Salah satu yang menarik dari buku ini
adalah pendapat penulisnya yang mengatakan bahwa huruf Jawa (Ha Na Ca Ra
Ka) memiliki nilai seni yang sangat tinggi baik dari sisi spasial
(ruang) maupun dari sisi dekoratif. Huruf Jawa menurut Arman juga dapat
digunakan sebagai terapi pengidap stroke. Tidak dijelaskan dalam buku
ini apakah pendapatnya tersebut berdasarkan penelitian ilmiah
(sepertinya dari pengalaman), namun penulis berkali-kali menggarisbawahi
bahwa huruf Jawa mampu mengaktifkan otak kanan dan otak kiri secara
bersamaan.
Namun lagi-lagi pendapat tersebut tidak dikuatkan dengan data penelitian
yang sistematis dan akurat dengan mengacu pada menggunakan metodologi
tertentu. Kesimpulan-kesimpulan yang diambil oleh Penulis kebanyakan
dihasilkan berdasarkan hipotesanya saja, tidak merujuk pada hasil
penelitian lain atau merujuk pada referensi tertentu.
Seringkali
kesimpulan yang disajikan penulis terkesan dipaksakan. Sesuatu yang
mungkin tidak ada hubungannya, dicoba untuk dihubung-hubungkan, istilah
Jawanya Othak athik Gathuk (kesimpulan yang asal-asalan).

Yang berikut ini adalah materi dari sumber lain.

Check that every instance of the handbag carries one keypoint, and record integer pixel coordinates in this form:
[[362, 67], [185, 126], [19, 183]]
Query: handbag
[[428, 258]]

Misalnya pada halaman 16 dia menyebukan bahwa manusia Jawa terlahir
sebagai manusia dengan daya cipta yang luar biasa. Penulis menguatkan
pernyataannya tersebut dengan menyebutkan keberadaan Borobudur,
prambanan, struktur dan tarian, keris, dan hal-hal yang berbau Jawa
lainnya sebagai buktinya. Sayangnya, pernyataan-pernyataan tersebut
tidak didukung dengan variable-variabel lain sebagai penguat.
Kelebihan buku ini terletak pada
penggunaan kata-kata kedokteran modern, yang oleh sebagian orang awam
seperti saya, menjadi menarik. Banyak istilah baru yang saya dapatkan
dari buku ini, meskipun menurut saya pribadi buku ini tidak dapat
dijadikan referensi. Buku dengan ketebalan 199 halaman ini dikemas dalam
bentuk fisik yang menarik, dan layaknya buku-buku yang banyak beredar
saat ini, selalu dibarengi dengan testimoni yang sedikit bombastis untuk
menarik minat pembaca.
Kesimpulannya, Jenis buku ini bukan
fiksi, tapi bukan juga ilmiah. Bagi anda yang ingin menambah pengetahuan
tentang budaya Jawa, anda tidak saya sarankan untuk membaca buku ini,
apalagi jika ingin menjadikannya referensi. Namun bagi anda yang ingin
menghabiskan waktu menunggu dengan membaca, seperti motto kota Jogja
“Menunggu adalah Membaca”, maka tidak ada salahnya jika buku ini
masukkan dalam koleksi rak lemari anda.